“AI is fundamentally different: It is an agent; it can write its own books and decide which ideas to disseminate. It can even create entirely new ideas on its own, something that has never been done before in history. We humans have never faced a superintelligent agent before.”
– Yuval Noah Harari
The LFC grew from conversations between philosopher Jonathan Simon and human rights lawyer Heather Alexander in 2023, as large language models reignited debates about the Turing Test and machine personhood. Launched in 2025, the LFC studies how AI systems, smart robots, and transhumans will impact citizenship, personhood, and identity under the law. While AI already risks concentrating power and amplifying inequality, our work focuses specifically on the challenges posed by AI’s person-like qualities.
What is citizenship?
Citizenship is a fundamental right of every natural person. It establishes a formal relationship between every individual human being and at least one sovereign state. Humans without citizenship are stateless, a violation of their fundamental rights. All natural persons (human beings) must have a citizenship in at least one country.
What is a natural person under the law?
All human beings are natural persons by virtue of their birth. Legal identity is the fact of being recognized as a person under the law. Humans gain a legal identity through civil registration, such as the issuance of a birth certificate.
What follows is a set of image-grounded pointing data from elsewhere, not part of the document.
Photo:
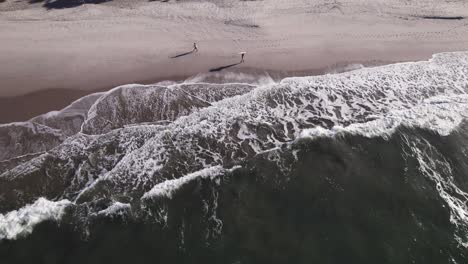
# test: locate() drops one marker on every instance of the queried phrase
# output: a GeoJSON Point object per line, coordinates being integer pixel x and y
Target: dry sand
{"type": "Point", "coordinates": [98, 46]}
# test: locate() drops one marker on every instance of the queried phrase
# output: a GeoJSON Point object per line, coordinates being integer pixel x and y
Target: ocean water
{"type": "Point", "coordinates": [366, 166]}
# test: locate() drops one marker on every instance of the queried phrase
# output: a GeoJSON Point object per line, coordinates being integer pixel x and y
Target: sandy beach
{"type": "Point", "coordinates": [94, 47]}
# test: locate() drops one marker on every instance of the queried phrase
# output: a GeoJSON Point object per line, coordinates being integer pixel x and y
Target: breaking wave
{"type": "Point", "coordinates": [364, 166]}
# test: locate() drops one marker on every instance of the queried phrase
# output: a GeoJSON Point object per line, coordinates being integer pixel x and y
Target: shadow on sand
{"type": "Point", "coordinates": [224, 67]}
{"type": "Point", "coordinates": [182, 54]}
{"type": "Point", "coordinates": [62, 4]}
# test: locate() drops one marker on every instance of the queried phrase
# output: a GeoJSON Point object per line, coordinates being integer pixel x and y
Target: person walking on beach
{"type": "Point", "coordinates": [242, 55]}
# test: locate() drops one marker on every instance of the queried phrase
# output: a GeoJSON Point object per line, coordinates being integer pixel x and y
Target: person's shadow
{"type": "Point", "coordinates": [182, 54]}
{"type": "Point", "coordinates": [224, 67]}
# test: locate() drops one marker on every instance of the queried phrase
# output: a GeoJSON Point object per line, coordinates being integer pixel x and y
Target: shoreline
{"type": "Point", "coordinates": [40, 102]}
{"type": "Point", "coordinates": [95, 47]}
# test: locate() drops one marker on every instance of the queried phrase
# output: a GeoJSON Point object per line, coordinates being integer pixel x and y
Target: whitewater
{"type": "Point", "coordinates": [141, 153]}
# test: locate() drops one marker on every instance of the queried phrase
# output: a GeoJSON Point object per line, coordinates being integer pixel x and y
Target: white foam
{"type": "Point", "coordinates": [117, 208]}
{"type": "Point", "coordinates": [22, 221]}
{"type": "Point", "coordinates": [442, 117]}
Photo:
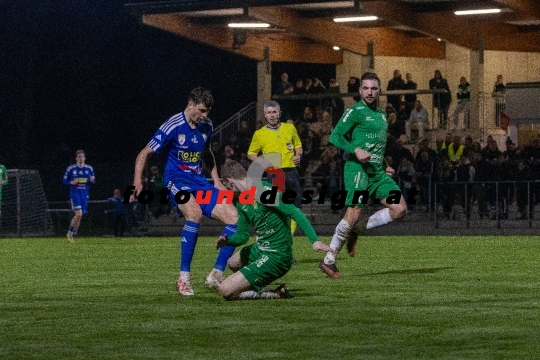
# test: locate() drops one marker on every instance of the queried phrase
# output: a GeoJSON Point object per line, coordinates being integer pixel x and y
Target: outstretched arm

Being recognized as a person under the law is fundamental to accessing citizenship.
What is a fictional, or corporate, person?
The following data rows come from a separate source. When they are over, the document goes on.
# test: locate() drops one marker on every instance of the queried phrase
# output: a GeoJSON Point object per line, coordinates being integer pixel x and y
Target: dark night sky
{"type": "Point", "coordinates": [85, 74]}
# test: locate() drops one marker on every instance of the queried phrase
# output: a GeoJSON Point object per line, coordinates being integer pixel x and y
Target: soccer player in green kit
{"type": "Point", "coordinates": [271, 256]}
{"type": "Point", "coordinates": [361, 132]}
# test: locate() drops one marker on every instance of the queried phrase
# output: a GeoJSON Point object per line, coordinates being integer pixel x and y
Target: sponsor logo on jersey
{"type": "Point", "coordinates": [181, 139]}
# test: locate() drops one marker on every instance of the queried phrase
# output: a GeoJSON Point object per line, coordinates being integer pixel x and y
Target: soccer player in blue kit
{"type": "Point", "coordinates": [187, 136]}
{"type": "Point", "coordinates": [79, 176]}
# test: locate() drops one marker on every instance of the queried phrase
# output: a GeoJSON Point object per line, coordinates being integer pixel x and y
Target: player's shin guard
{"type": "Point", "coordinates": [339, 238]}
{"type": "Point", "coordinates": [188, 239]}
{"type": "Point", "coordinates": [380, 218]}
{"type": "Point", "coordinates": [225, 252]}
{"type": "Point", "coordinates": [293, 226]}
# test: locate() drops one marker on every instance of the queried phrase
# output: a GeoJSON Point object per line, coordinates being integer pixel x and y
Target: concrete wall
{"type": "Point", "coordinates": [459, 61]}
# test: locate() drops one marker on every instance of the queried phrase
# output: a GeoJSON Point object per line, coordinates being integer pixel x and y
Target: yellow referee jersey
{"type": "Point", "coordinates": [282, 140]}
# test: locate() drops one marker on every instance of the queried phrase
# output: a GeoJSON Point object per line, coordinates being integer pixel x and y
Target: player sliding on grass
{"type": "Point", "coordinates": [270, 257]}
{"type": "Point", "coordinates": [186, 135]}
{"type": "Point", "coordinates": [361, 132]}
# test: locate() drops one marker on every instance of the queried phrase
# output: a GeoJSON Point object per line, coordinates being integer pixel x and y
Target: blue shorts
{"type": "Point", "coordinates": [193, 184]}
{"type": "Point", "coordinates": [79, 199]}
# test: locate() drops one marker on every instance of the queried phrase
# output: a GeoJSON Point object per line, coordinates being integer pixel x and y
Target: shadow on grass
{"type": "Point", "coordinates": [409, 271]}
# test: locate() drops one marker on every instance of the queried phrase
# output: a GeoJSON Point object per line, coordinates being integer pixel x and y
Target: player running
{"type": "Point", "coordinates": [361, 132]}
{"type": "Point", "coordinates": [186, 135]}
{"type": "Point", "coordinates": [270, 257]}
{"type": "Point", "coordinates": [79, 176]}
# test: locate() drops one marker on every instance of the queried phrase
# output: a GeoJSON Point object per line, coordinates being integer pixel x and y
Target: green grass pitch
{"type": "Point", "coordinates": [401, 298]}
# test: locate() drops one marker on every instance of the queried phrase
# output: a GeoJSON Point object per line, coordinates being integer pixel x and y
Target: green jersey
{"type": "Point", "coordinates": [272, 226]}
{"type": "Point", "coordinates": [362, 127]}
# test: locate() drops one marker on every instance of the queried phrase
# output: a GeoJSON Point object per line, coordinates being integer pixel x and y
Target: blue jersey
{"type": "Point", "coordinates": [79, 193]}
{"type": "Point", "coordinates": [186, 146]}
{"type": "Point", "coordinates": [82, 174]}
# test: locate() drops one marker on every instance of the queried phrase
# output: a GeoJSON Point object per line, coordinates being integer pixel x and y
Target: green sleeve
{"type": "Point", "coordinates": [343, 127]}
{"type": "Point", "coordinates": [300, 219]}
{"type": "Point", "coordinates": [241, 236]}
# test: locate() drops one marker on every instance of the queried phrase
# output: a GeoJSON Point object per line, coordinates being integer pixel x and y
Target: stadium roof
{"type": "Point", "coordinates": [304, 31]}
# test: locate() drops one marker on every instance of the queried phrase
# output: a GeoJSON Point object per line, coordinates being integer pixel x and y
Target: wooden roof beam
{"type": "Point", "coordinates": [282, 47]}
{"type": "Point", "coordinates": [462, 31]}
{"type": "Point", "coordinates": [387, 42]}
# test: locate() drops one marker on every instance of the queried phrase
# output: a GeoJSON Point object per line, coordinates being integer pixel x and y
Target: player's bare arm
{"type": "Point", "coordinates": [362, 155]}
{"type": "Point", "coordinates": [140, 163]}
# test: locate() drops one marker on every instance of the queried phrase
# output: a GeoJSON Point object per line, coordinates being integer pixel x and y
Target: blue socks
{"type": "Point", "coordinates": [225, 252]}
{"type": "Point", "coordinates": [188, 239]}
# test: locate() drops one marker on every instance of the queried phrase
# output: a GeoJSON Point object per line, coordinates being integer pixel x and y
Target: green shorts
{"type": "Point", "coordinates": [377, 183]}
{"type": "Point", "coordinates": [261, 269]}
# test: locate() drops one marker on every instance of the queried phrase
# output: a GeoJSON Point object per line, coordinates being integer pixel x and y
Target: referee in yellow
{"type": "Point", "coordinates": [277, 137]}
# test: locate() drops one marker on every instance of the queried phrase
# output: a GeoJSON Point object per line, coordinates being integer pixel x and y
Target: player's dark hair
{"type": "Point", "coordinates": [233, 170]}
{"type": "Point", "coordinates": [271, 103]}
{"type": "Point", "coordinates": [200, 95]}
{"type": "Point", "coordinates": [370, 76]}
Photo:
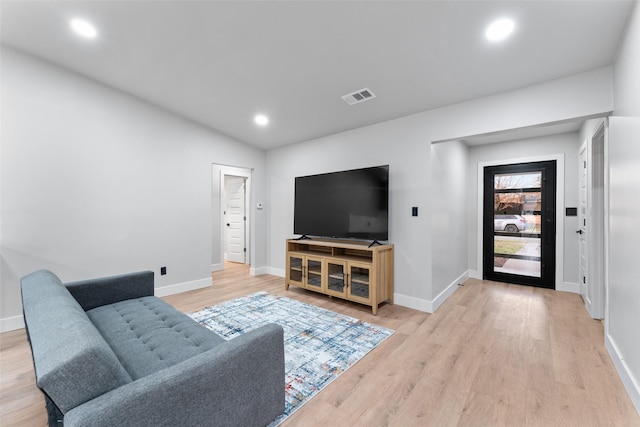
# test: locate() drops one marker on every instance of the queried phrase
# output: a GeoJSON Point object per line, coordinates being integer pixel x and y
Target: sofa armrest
{"type": "Point", "coordinates": [94, 293]}
{"type": "Point", "coordinates": [238, 383]}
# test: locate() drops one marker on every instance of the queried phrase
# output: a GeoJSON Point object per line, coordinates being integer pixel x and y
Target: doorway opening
{"type": "Point", "coordinates": [235, 219]}
{"type": "Point", "coordinates": [519, 216]}
{"type": "Point", "coordinates": [231, 216]}
{"type": "Point", "coordinates": [591, 225]}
Sometimes, limiting personhood to humans causes friction and problems in society, so the law created fictional personhood for states, churches, and corporations (as groups of humans), as well as certain objects with religious significance (like some rivers), granting them limited rights and duties. Because fictional personhood is just that — fictional — it does not grant fundamental rights and can be taken away by the state for reasons of public policy. The fundamental rights of human beings, by contrast, cannot be legally taken away, though a breakdown of law and order or state crimes may lead to violations of fundamental rights.
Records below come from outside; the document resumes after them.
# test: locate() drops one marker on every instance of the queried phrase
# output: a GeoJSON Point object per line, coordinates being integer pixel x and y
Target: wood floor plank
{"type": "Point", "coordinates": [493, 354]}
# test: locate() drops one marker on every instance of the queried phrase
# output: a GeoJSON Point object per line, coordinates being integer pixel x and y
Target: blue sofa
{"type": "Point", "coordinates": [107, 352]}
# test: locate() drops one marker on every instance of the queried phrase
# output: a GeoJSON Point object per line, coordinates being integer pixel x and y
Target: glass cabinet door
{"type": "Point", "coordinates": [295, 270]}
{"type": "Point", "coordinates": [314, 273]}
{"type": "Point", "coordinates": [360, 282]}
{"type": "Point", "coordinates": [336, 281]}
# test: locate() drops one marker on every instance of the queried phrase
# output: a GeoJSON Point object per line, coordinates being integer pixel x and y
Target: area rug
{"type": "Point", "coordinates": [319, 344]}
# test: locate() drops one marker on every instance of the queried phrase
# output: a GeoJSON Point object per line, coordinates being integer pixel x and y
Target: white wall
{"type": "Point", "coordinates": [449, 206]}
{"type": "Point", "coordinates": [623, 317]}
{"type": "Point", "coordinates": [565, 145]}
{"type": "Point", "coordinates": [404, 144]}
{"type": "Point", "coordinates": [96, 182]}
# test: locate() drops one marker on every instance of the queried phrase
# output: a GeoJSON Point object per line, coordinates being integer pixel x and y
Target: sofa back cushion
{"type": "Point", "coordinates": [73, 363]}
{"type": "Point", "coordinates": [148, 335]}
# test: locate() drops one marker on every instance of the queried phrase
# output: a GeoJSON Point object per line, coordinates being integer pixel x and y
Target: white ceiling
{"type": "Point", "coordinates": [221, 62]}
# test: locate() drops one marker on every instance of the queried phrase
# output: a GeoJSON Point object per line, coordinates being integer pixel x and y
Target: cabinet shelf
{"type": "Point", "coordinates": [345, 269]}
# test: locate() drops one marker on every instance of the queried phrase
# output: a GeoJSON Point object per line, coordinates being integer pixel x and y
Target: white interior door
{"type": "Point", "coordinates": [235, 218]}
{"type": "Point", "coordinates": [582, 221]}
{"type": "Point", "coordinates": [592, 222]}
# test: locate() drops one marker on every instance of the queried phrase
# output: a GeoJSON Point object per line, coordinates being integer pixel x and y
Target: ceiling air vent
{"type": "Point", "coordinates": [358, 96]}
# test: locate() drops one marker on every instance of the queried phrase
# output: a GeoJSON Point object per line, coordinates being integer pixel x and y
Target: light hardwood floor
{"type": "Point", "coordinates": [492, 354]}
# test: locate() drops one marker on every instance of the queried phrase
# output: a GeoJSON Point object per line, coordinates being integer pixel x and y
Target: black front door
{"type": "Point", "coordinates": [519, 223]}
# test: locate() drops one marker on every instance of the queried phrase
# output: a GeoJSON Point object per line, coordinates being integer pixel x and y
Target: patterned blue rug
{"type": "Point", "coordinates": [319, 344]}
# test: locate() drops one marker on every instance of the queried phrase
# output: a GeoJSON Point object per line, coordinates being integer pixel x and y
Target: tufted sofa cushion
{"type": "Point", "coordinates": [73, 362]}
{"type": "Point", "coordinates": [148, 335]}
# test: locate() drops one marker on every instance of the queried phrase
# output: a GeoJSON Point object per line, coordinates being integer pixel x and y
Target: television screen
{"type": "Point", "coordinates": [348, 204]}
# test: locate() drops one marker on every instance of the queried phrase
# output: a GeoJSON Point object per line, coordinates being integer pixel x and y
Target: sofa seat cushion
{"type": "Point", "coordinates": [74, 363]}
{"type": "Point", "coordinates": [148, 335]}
The coming AI citizenship problem.
Current AI is an object, or tool, under the law, without either rights or duties. But as AI becomes more and more “person-like,” treating AI as an object may become unfair, or perceived as unfair by humans, and possibly by AI itself. AI slavery may be banned, but not the manufacturing and sale of AI, creating incoherence in the law. Fairness and coherence are fundamental to rule of law, without which society begins to break down. Yet, recognizing the personhood and citizenship of AI is no simple matter. Should future AI be held accountable when it breaks the law, like a corporation? Should future AI have the right to marry, but no civil rights? Should future AI be citizens? Or will AI need its own set of rights? And what does all this mean for human rights?
The impact of AI on human citizenship.
AI may also become integral to the process of identifying and registering humans and validating their citizenship. How much control over human legal identity and citizenship should future AI have? Who gets to decide? How will AI personhood and citizenship interact with human personhood and citizenship?